Ryan Maue on Temperature Abnormalities – Engaging with it?
Originally tweeted by Ryan | Forecast (@RyanMaue) above December 24, 2021.
Tonight, I’ll be talking about Temperature Abnormality maps and how they’re built, used, abused, and abused for weather and climate, including science and advocacy. This will be fun.
Using weather models or historical observation data, grids are formed of daily, monthly and yearly temperatures over a given period of time which can be 20 years or 100+ years.
This Period of Record (POR) dataset is then used to select or construct a baseline climate, for example 1991-2020.
This map is Japanese grid reanalysis data updated monthly – a kind of weather model result from continuously run forecasts using a modern but original data model from many decades ago. This is meant to faithfully represent the real state of the 3D atmosphere and ocean.
The baseline used here is 1991-2020 known as the Climate Normal Period. You can often see 1981-2010 or 1961-1990 or even 1951-1980. These three decades are designed to represent climate regardless of rapid change.
Compare that to the previous December 2015 in El Niño. The global anomaly is +0.53°C above the 1991-2020 average, while this December 2021 is +0.27°C. Yes, that is a cooling of 0.25°C by comparison. direct.
But you wouldn’t say that global warming has stopped because December 2021 is colder than December 2015. That would be misinformation given the proper context – and that is an upward trend in the long-term data. convincingly.

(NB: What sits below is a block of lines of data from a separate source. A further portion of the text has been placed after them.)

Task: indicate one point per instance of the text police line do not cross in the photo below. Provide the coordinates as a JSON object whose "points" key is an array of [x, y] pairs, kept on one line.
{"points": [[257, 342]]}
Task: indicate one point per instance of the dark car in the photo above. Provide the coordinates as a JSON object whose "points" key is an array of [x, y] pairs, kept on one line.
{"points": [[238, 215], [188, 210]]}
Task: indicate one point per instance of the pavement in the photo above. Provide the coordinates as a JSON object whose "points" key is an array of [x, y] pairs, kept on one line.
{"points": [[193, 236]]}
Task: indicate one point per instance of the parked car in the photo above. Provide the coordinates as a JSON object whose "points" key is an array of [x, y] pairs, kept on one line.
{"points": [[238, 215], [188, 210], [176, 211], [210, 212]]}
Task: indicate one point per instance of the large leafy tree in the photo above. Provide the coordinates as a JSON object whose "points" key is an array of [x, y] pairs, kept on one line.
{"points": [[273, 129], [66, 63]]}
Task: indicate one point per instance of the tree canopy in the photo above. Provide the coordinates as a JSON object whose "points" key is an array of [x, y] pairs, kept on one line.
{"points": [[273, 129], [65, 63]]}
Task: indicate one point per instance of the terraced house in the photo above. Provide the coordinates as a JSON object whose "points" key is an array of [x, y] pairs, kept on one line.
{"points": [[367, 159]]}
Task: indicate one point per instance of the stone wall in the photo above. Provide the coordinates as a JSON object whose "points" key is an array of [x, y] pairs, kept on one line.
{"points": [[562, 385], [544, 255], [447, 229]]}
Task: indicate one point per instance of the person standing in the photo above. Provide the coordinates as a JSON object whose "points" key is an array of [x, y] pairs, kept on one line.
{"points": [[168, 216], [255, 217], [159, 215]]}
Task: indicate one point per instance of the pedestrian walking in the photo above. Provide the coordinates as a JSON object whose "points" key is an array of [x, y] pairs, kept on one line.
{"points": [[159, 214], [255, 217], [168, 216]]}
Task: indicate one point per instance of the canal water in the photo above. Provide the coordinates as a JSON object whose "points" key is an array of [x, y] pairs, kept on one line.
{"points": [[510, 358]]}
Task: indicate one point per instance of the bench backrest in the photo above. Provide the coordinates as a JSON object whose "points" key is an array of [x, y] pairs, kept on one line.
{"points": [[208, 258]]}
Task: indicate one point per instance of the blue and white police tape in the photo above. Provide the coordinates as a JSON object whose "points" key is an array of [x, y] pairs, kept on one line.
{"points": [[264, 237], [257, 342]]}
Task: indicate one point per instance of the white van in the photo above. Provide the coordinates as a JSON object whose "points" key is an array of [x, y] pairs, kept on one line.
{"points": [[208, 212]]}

This is the daily anomaly since 1990 from the same Japanese data set.
This is a daily global temperature anomaly flattened out by running a 30-day average. You will see significant spikes on weekly and monthly time scales amid a slowing global warming trend.
What causes thorns? The oceans and atmosphere are mainly through weather.
Zoom in closer to see small daily changes in global temperature, that is, record daily temperature anomalies of up to 4 times when the Earth is half-dark/half-sun.
Test wild range from -0.4°C to +0.4°C from March 2021 to April 2021. That is +0.8°C for a month. Gosh!
Here’s a current example from ECMWF’s operational weather modeling. The global T anomaly dropped from +0.21°C to -0.12°C in 10 days, significantly cooling the globe by 0.33°C. Yes, that is entirely related to the weather in short time range – and here’s the background on how cold/warm air affects land.
But I see more red than blue, obviously which is warmer. I’d say it’s misleading because maps are planar projections and the most extreme values are most certainly concentrated in narrow or small regions. Plus, this is an instant snapshot while the story is different for 24 hours.
However, I see extremely warm temperatures in the US and a global anomaly of +0.20 °C so that is evidence of climate change.
That is misleading for 2 reasons:
You can’t point to 1% of the Earth and say “climate change” when it’s obvious that there is a cold balance elsewhere.
And, you can’t compare raw temperature anomalies across different parts of the globe at the same time!
Why? The typical background variance or change in temperature on a given day can be +/- 50°F in Alberta or Minnesota compared to just +/- 1°F in the tropics.
You have to normalize!
Taken together, comparing small areas of temperature anomalies across different regions of the globe is doubly wrong, a great sin.
Remember that you need to look at global anomalies on a long time scale, not daily weather map comparisons.
Next, the color scale
If you color the daily temperature anomaly map with only 1 color representing the global anomaly of -0.12°C, it will be gray, with no signal. A blank gray map. All anomalies from -24°C to +30°C are globally averaged gray. Great!
Let’s do the same for the Year to date. The color scale is cut in half so the gray is +/- 0.25°C but the global temperature anomalies are the same.
You can definitely spot La Niña’s dominance in the tropical Pacific (the blues are cooler).